We Have Words For That


 

 

The radio version is here.

Each time a black man or boy is killed by the police, from some quarter the tiring statement inevitably arises, “Well. He did something to deserve it.”  He was selling CDs on the corner, he didn’t follow orders, he had a warrant for his arrest. These are infractions, yes.  But in a civil society, no crime justifies immediate public execution.  

It should not be tolerated from a 17 year old vigilante brandishing a gun.  And even less so from those appointed to be our guardians.  A system of policing that allows or even prompts officers to kill citizens under the guise of “control” is not  “Law and Order.”  In fact, it is the very opposite.  

We are a nation of laws.  Imperfect though they may be, they are what we have.
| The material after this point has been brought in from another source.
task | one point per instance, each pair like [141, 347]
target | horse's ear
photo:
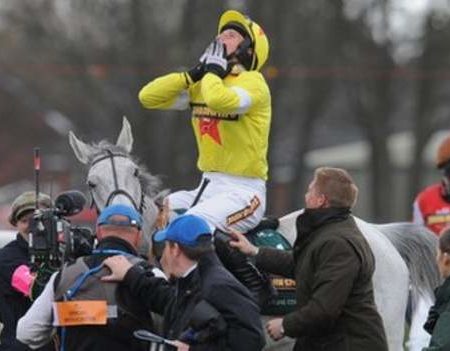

And it’s the responsibility of each generation to help perfect them.  That means that beyond all, neither citizens nor the police are allowed to be the sole judges and the dispensers of justice.  

Regardless of the color of our skin, our current politics may boil down to one question.  Do we believe officers and private citizens alike have the right to render judgement and kill with a knee or a gunshot in the back?  

If we allow private citizens to patrol the streets with guns, we call that anarchy.  And if we subject non-compliant citizens to immediate execution, then the word for that is fascism.  

If we accept or attempt to justify such killings, then rest assured, one day you or I will be next. 

We do have words for that.  And those words are not “Law and Order.”  

With a perspective, this is Andrew Lewis

1 thought on “We Have Words For That

  1. Thanks for making this explicit. What is at stake is so fundamental, so basic; it’s about the agreements we live by and whether we honor them, and the processes designed to protect them, or not.